More needs to be done to make us all safer online while also enhancing our national cyber resiliency, which is why I led a Westminster Hall debate recently on the critical issue of cyber security.
To tackle cybercrime, a close partnership between the public and private sector is an important part of the UK’s “whole of society” approach – where the UK’s cyber works closely with law enforcement, the public sector, academia and private businesses to ensure the UK remains confident, capable and resilient against cyber-attacks. This includes using vulnerability researchers – also known as ‘ethical hackers’ – who play a crucial role in identifying security vulnerabilities in products, software and services, and work with manufacturers and vendors to fix them before they can be exploited by threatening actors for nefarious purposes.
However, outdated legislation has failed to keep up with the fast-moving digital world, which has hamstringed connected efforts to protect individuals, businesses and national security alike.
The first change urgently needed to protect legitimate cybersecurity work is reform of the UK’s out of date Computer Misuse Act 1990, the main cybersecurity act that regulates the UK’s digital relationship between individuals and malicious parties.
The Act was written over 30 years ago, when just 0.5% of the world’s population had access to the internet, and blanketly prohibits all forms of unauthorised access to computer material, irrespective of intent or motive. In today’s context, it is no longer fit for purpose and significantly hinders the work of the UK’s cyber defenders, these ‘ethical hackers,’ from doing all they can to protect the UK.

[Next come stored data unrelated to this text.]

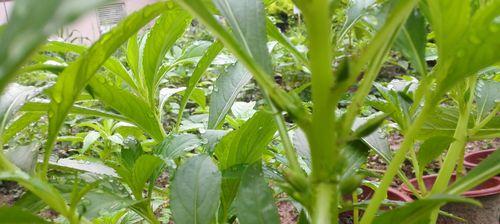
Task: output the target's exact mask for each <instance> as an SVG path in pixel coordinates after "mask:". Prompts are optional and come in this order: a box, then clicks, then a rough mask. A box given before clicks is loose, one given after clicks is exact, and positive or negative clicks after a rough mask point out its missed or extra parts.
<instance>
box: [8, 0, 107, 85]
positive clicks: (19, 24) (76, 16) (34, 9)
mask: <svg viewBox="0 0 500 224" xmlns="http://www.w3.org/2000/svg"><path fill="white" fill-rule="evenodd" d="M105 2H109V1H108V0H89V1H79V0H47V1H44V5H43V7H40V5H39V4H40V1H37V0H20V1H16V4H15V5H14V9H13V11H12V13H11V15H10V22H9V23H8V24H7V25H6V27H5V28H4V30H3V31H2V32H1V33H0V34H1V36H0V92H2V90H3V88H4V87H5V86H6V85H7V83H8V82H9V81H10V79H11V78H12V76H13V75H14V73H15V71H16V70H17V69H18V68H19V67H20V66H21V64H22V63H23V62H25V61H26V59H27V58H28V57H29V56H30V54H31V53H33V51H35V49H36V48H37V47H38V46H39V45H40V44H41V43H43V42H44V41H46V39H47V37H48V36H49V35H51V34H53V33H55V32H57V30H58V29H60V28H61V27H63V26H64V25H67V24H70V23H71V22H73V21H75V20H76V19H77V18H78V17H79V16H81V15H83V14H84V13H86V12H87V11H90V10H91V9H93V8H95V7H97V6H99V5H101V4H103V3H105Z"/></svg>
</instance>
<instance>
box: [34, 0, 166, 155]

A second area where government must prioritise reform is in increasing the scope of the Network and Information Systems (NIS) regulations – which set the cyber rules for our critical infrastructure, both virtual and physical – to include more organisations and require a broader range of incidents to be reported.
It is also vital to improve small businesses’ and charities’ access to cybersecurity. Despite 6 in 10 small businesses being victim to a cyberattack last year[13], many of those businesses lacked the skills and budgets to implement proportionate cyber protections, leaving them exposed.
To tackle this problem, the Government should work with technology providers to embed cyber security in their products – particularly those most relied upon by small organisations. The Government should also look at how it can support smaller firms’ response and recovery to cyberattacks. This could include establishing a ‘first responder’ service that provides proportionate support to small businesses that have been victims of cyberattacks, similar to Australia’s recently announced Small Business Cyber Security Resilience Service[15].
Finally, the government must look at how it enhances the UK’s cyber skills. Never has it been so important to equip individuals – across organisations of all sizes and at all levels of seniority – with the cyber literacy they need to make decisions about their personal, organisational and even national cyber resilience.
While we should be proud of the UK’s role as a responsible global cyber power, we should also remember that there is widespread, cross-party, and cross-societal consensus on the importance of cyber security as a fundamental pillar for thriving and prosperous digital societies and economies. More must be done to keep the public safe and secure in cyberspace, and this starts with ensuring that government policy keeps pace with technology and the ever-changing cyber landscape.